A Rayleigh model of cesium fractionation in granite-pegmatite systems

• Published in: The American mineralogist Vol. 107; no. 1; pp. 82 - 91
• Main Author: London, David
• Format: Journal Article
• Language: English
• Published: Washington Mineralogical Society of America 27.01.2022; Walter de Gruyter GmbH
• Subjects: alkali feldspar; alkali metals; Aqueous solutions; Boundary layers; Caesium; Cesium; chemical fractionation; Crystal growth; Crystallization; feldspar group; Feldspars; Fractionation; framework silicates; Geochemistry; granites; Hydrothermal systems; igneous and metamorphic rocks; igneous rocks; K-feldspar; metals; Micas; mineral composition; numerical models; Pegmatite; Petrology; plutonic rocks; potassium; Ratios; Rayleigh equation; Rayleigh equations; Rayleigh fractionation; Rubidium; Silicates
• ISSN: 0003-004X; 1945-3027
• DOI: 10.2138/am-2021-7855

The K/Cs ratios of K-feldspars from granitic pegmatites are compared to models derived from the Rayleigh equation. The K/Cs and K/Rb ratios of K-feldspars and micas exhibit decreasing values when plotted against their Cs or Rb contents across cogenetic suites of granites and pegmatites and from margin to core of individual bodies.
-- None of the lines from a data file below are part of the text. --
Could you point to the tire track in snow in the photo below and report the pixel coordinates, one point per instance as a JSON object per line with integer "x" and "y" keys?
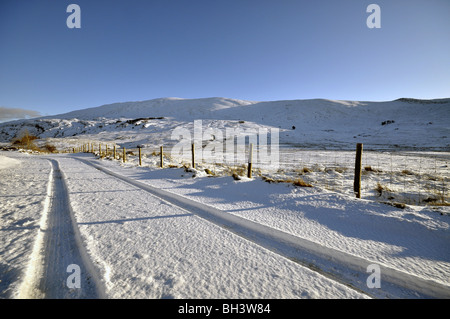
{"x": 339, "y": 266}
{"x": 59, "y": 245}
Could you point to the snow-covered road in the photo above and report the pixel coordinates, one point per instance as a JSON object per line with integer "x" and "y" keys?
{"x": 134, "y": 240}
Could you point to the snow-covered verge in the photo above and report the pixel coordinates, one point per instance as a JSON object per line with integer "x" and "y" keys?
{"x": 144, "y": 247}
{"x": 24, "y": 183}
{"x": 414, "y": 240}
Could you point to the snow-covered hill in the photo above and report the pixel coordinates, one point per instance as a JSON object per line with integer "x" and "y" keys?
{"x": 317, "y": 123}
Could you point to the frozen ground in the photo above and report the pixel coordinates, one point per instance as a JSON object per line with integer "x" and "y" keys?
{"x": 145, "y": 232}
{"x": 179, "y": 232}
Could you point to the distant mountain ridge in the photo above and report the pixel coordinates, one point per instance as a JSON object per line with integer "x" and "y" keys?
{"x": 404, "y": 123}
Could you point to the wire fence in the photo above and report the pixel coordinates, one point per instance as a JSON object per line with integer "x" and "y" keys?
{"x": 414, "y": 178}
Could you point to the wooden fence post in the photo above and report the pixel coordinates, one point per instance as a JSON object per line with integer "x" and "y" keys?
{"x": 250, "y": 160}
{"x": 193, "y": 155}
{"x": 357, "y": 182}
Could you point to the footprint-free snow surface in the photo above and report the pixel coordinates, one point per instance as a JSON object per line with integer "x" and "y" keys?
{"x": 155, "y": 233}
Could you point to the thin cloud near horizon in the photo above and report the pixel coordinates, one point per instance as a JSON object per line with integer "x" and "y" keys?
{"x": 8, "y": 113}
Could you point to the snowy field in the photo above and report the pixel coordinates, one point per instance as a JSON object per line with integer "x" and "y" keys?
{"x": 134, "y": 243}
{"x": 87, "y": 225}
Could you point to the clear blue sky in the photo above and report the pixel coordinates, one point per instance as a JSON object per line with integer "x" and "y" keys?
{"x": 244, "y": 49}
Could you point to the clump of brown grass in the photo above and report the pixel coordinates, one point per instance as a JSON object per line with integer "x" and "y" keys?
{"x": 297, "y": 182}
{"x": 26, "y": 140}
{"x": 381, "y": 188}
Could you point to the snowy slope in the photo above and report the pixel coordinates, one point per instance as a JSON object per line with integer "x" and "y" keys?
{"x": 319, "y": 123}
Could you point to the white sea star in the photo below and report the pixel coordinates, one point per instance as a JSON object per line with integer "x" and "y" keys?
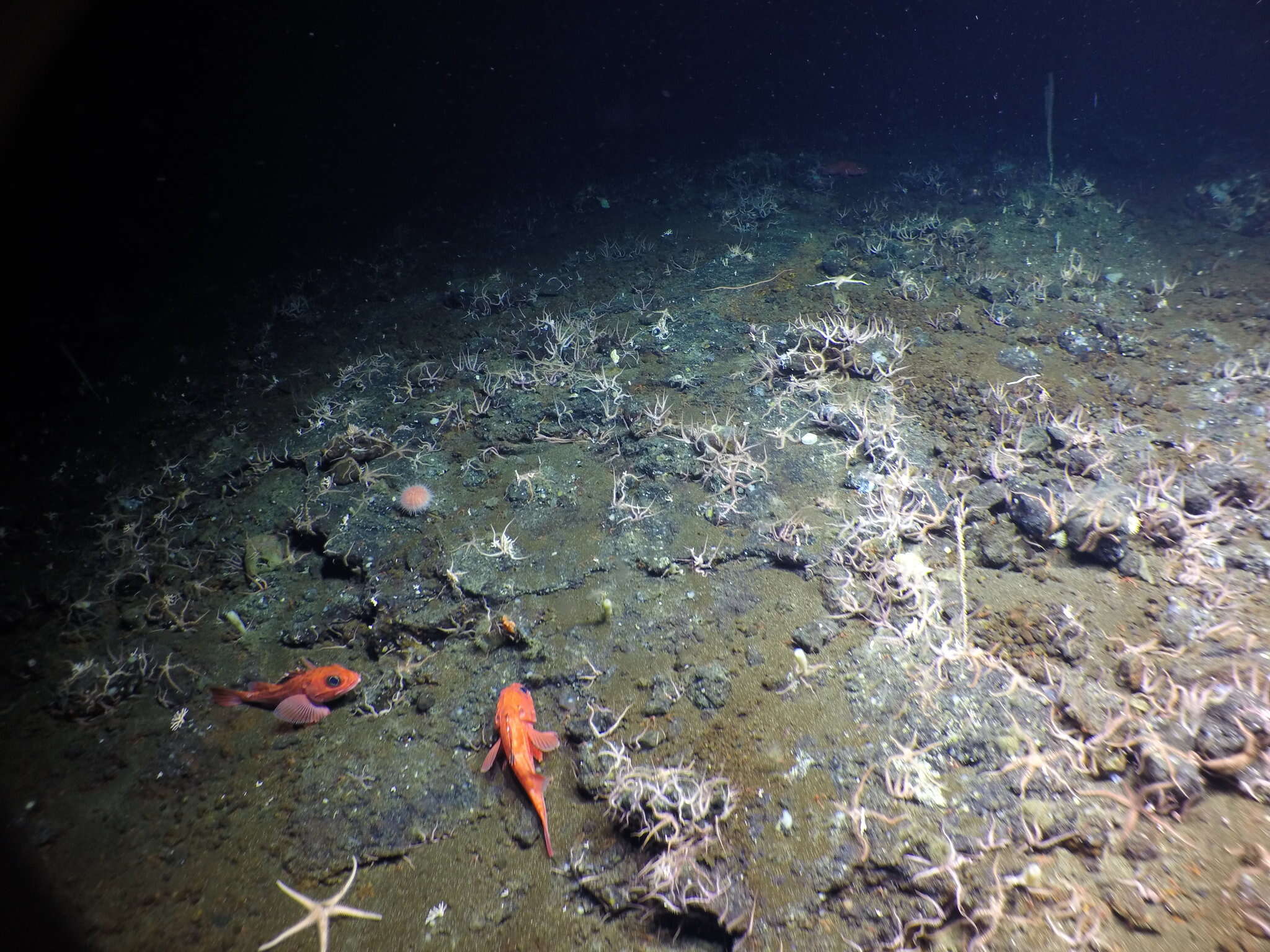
{"x": 321, "y": 910}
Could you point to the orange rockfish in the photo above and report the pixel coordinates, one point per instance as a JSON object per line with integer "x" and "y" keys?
{"x": 300, "y": 697}
{"x": 522, "y": 746}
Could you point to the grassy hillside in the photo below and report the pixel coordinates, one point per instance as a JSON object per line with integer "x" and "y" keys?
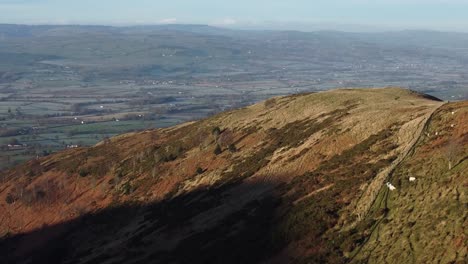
{"x": 295, "y": 179}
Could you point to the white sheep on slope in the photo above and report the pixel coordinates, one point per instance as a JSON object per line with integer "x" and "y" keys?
{"x": 390, "y": 186}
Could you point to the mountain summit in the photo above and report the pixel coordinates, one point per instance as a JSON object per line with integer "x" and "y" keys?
{"x": 350, "y": 175}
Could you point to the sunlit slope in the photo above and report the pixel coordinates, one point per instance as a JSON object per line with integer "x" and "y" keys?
{"x": 290, "y": 179}
{"x": 425, "y": 219}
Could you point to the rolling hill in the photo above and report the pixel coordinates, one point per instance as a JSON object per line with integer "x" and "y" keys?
{"x": 295, "y": 179}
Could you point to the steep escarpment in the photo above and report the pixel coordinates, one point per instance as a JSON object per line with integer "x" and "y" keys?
{"x": 292, "y": 179}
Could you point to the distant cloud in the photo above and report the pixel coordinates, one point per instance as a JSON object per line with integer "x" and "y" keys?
{"x": 168, "y": 21}
{"x": 226, "y": 22}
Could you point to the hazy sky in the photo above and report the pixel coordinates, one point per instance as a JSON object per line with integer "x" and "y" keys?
{"x": 295, "y": 14}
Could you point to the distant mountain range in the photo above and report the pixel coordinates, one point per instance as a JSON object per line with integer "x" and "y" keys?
{"x": 343, "y": 176}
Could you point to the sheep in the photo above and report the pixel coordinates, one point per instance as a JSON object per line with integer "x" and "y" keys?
{"x": 390, "y": 186}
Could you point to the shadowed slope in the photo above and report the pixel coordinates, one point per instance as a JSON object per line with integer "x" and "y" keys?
{"x": 280, "y": 181}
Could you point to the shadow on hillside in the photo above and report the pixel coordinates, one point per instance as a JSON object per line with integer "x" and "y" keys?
{"x": 228, "y": 224}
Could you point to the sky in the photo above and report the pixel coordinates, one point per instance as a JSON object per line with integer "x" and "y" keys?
{"x": 451, "y": 15}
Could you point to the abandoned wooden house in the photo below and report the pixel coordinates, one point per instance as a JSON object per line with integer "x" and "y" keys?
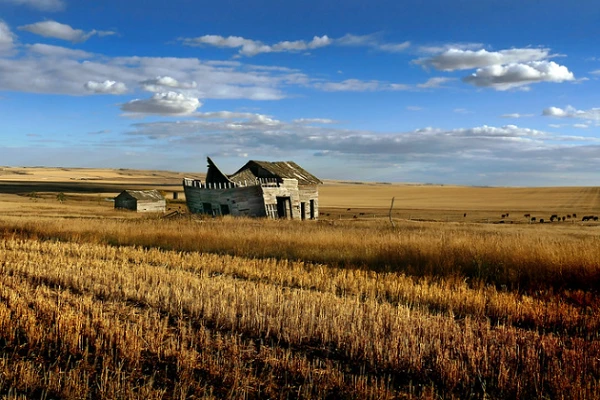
{"x": 280, "y": 189}
{"x": 141, "y": 201}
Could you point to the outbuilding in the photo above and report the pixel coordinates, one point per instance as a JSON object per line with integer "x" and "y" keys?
{"x": 141, "y": 201}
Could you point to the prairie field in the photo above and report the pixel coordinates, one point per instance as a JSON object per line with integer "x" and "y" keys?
{"x": 449, "y": 299}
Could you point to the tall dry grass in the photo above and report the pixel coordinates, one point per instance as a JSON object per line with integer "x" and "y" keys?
{"x": 525, "y": 258}
{"x": 130, "y": 322}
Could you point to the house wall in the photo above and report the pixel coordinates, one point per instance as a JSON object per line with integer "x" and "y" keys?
{"x": 306, "y": 193}
{"x": 125, "y": 202}
{"x": 255, "y": 201}
{"x": 241, "y": 201}
{"x": 151, "y": 205}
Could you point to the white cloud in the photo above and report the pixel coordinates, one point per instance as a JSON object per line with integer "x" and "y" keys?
{"x": 434, "y": 82}
{"x": 314, "y": 121}
{"x": 57, "y": 30}
{"x": 59, "y": 70}
{"x": 43, "y": 5}
{"x": 462, "y": 111}
{"x": 458, "y": 59}
{"x": 168, "y": 103}
{"x": 435, "y": 49}
{"x": 516, "y": 115}
{"x": 106, "y": 87}
{"x": 58, "y": 51}
{"x": 7, "y": 38}
{"x": 356, "y": 85}
{"x": 592, "y": 114}
{"x": 249, "y": 47}
{"x": 160, "y": 82}
{"x": 504, "y": 77}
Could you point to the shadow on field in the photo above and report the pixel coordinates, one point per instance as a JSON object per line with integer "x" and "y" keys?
{"x": 23, "y": 187}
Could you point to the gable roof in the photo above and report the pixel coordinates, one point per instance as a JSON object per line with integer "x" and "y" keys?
{"x": 148, "y": 195}
{"x": 214, "y": 174}
{"x": 275, "y": 169}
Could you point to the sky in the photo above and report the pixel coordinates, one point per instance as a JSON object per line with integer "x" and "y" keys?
{"x": 468, "y": 92}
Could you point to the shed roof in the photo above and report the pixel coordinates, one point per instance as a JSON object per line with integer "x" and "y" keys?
{"x": 149, "y": 195}
{"x": 276, "y": 169}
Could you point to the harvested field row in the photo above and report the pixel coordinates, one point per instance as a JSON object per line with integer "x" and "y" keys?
{"x": 122, "y": 309}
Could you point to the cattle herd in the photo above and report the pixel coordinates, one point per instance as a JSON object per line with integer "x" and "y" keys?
{"x": 557, "y": 218}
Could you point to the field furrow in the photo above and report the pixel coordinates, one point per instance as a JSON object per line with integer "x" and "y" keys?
{"x": 138, "y": 302}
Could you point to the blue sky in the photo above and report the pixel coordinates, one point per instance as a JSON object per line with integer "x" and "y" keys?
{"x": 496, "y": 92}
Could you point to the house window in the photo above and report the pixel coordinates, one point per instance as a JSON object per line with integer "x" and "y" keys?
{"x": 284, "y": 207}
{"x": 271, "y": 210}
{"x": 207, "y": 208}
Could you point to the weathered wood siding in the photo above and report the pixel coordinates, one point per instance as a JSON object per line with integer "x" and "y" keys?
{"x": 151, "y": 206}
{"x": 306, "y": 194}
{"x": 241, "y": 201}
{"x": 125, "y": 202}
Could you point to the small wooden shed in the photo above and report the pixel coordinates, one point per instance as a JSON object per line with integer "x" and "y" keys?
{"x": 141, "y": 201}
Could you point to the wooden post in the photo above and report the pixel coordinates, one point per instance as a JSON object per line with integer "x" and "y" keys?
{"x": 392, "y": 206}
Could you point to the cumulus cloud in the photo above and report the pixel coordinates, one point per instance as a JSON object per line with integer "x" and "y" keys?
{"x": 7, "y": 38}
{"x": 58, "y": 51}
{"x": 436, "y": 49}
{"x": 314, "y": 121}
{"x": 504, "y": 77}
{"x": 592, "y": 114}
{"x": 106, "y": 87}
{"x": 458, "y": 59}
{"x": 160, "y": 82}
{"x": 57, "y": 30}
{"x": 501, "y": 70}
{"x": 373, "y": 41}
{"x": 356, "y": 85}
{"x": 168, "y": 103}
{"x": 43, "y": 5}
{"x": 516, "y": 115}
{"x": 426, "y": 155}
{"x": 434, "y": 82}
{"x": 249, "y": 47}
{"x": 59, "y": 70}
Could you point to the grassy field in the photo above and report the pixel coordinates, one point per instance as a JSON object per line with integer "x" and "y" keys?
{"x": 98, "y": 303}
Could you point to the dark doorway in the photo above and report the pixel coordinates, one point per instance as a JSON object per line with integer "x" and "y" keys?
{"x": 284, "y": 207}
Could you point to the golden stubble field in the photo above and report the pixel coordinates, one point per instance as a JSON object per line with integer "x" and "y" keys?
{"x": 98, "y": 303}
The trends in elemental ratios conform to Rayleigh fractionation for the crystallization of feldspars and micas from a silicate melt. Within two individual pegmatite bodies, the K/Cs ratio of K-feldspar initially falls more rapidly than the Rayleigh model predicts. That might reflect a local increase in the concentration of Cs relative to K due to the pile-up of incompatible elements in a boundary layer of melt adjacent to the crystal growth front. The addition of an aqueous solution to the Rayleigh model (i.e., the simultaneous crystallization of K-feldspars from melt and from aqueous solution) predicts high and increasing K/Cs ratios of K-feldspars that are not observed in natural rock suites, except when K-feldspars crystallize in miarolitic cavities or when primary K-feldspar recrystallizes to microcline perthite in an open hydrothermal system. In those cases, the Cs content of K-feldspars falls to nil because of the high solubility of Cs in aqueous solution and low compatibility of Cs in K-feldspar. Otherwise, the observed patterns of K/Rb or K/Cs in K-feldspar and micas in pegmatites conform to crystal-melt fractionation in which an aqueous solution plays no part. From the viewpoint of the geochemistry of Cs in pegmatites, these observations give support to the model proposed by Cameron et al. (1949) and endorsed by Jahns (1953a, 1953b).